Exercise-associated muscle cramps (EAMC) or heat cramps occur following prolonged strenuous exercise. These often-excruciating cramps (just ask LeBron James!) typically occur in the legs, arms or abdomen, with spasms lasting 1-3 minutes - but may repeat for hours! Typically, EAMC is related to a sodium-water imbalance, where sodium losses through sweat are not adequately replaced or where fluid replacement has occurred solely through ingesting with hypotonic fluids like water. Treatment includes rest, prolonged stretching, and oral sodium chloride (NaCl) ingestion in fluids or foods. Prevention efforts involve maintaining a fluid and salt balance, which can be highly variable from athlete to athlete. These measures also can help prevent more severe manifestations of heat illness including heat exhaustion and exertional heat stroke, where core temperatures rise and impact organ function significantly. In this more extreme situation, early recognition, removal from the environment, and rapid cooling can be life-saving.

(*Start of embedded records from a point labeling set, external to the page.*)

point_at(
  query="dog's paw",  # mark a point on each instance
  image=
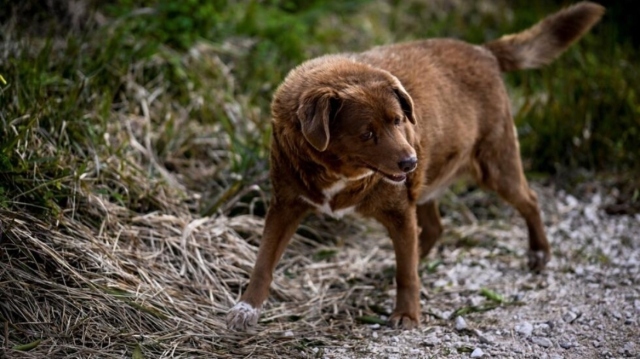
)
(404, 321)
(242, 316)
(538, 260)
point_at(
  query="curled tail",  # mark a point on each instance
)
(543, 42)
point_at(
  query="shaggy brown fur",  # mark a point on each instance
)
(383, 132)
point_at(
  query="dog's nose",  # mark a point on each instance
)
(408, 164)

The biggest risk factors for heat-related illness include higher intensity exercise with cumulative heat exposure, age over 40, a body mass index over 27, dehydration, lack of acclimatization, poor fitness, alcohol use, use of heavy sports equipment, and certain medications (antidepressants, antihypertensives/diuretics, and antihistamines). While these risk factors raise the index of suspicion for heat illness, it is critical that preventive measures be implemented in higher risk settings, including acclimatization (minimum of three days), frequent breaks in activity, hydration, recovery, and scaling back when the environmental conditions call for it.

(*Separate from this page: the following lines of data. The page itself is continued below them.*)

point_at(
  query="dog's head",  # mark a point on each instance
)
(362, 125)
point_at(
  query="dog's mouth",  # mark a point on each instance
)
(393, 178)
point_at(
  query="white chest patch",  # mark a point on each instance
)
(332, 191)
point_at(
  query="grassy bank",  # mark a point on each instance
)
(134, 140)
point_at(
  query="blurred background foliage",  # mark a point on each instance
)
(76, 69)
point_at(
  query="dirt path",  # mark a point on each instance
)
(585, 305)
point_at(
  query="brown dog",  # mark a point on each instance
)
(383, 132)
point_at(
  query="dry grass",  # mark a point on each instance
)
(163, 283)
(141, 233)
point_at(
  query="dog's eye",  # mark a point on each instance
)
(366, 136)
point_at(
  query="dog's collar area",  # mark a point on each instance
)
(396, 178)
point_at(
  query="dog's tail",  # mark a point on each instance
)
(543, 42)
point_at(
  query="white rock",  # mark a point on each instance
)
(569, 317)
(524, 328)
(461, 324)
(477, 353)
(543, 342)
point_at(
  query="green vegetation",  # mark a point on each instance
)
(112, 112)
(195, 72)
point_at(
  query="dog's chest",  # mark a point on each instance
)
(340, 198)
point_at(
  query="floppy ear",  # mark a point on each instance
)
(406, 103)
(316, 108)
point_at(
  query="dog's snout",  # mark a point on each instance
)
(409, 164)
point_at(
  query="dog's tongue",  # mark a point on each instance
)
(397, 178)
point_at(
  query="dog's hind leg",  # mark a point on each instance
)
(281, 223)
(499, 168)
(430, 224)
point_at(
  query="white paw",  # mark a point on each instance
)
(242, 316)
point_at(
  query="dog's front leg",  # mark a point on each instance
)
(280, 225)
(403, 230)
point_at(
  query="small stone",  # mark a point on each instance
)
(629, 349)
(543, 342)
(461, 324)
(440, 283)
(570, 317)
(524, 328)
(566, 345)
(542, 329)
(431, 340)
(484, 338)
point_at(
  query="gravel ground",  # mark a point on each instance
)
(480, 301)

So with this knowledge in tow, how did the U.S. Medical Soccer Team fare in the equatorial climate of Natal during this year’s World Medical Football Championship? We were certainly set up for heat illness as we tend to be older than other national medical teams (average age 42) and despite our year-round efforts, maintaining ideal aerobic fitness and body composition is just as much a challenge for us as it is for our patients. In addition, we certainly had no time to acclimate given our work schedules. Well, our results on the pitch notwithstanding (a record of two wins, one draw and three defeats after an unlucky group stage draw, with the champion and runner up from last year), we’re happy to report no issues with significant heat-related illness. What struck us was the variability in everyone’s approach to prevention. Some stuck with simple water (each day, taking two liters per hour of activity plus an extra liter when temperature exceeded 25 °C) and salt (replenished as 0.5 g per hour of sweating). Others chose sports drinks or sports electrolyte solutions, a few swore by beer, and many chose the ever-prevalent Brazilian coconut water. This lines up with the literature, which has shown significant variability in what works best for fluid and electrolyte replacement. Playing six full soccer matches in seven days was no easy task, and though we encountered some physical injuries, the heat was not a factor given some of these simple precautions. In addition, water breaks were instituted in most games by officials’ judgment based on weather conditions – this option was also available for the first time at the FIFA World Cup games. This contingency really helped and is easy to replicate locally.

As soccer players, for us it was amazing to experience Brazil during the World Cup and to challenge ourselves physically on the pitch in a tropical environment. As physicians, our time in Brazil gave us a tremendous opportunity to appreciate the challenges involved in preventing and recognizing heat-related illness. We recommend that everyone review these excellent and freely available resources that we mentioned in Part 1 of this commentary. Collectively, these resources provide comprehensive recommendations on how we can prevent and manage this important issue in sports medicine.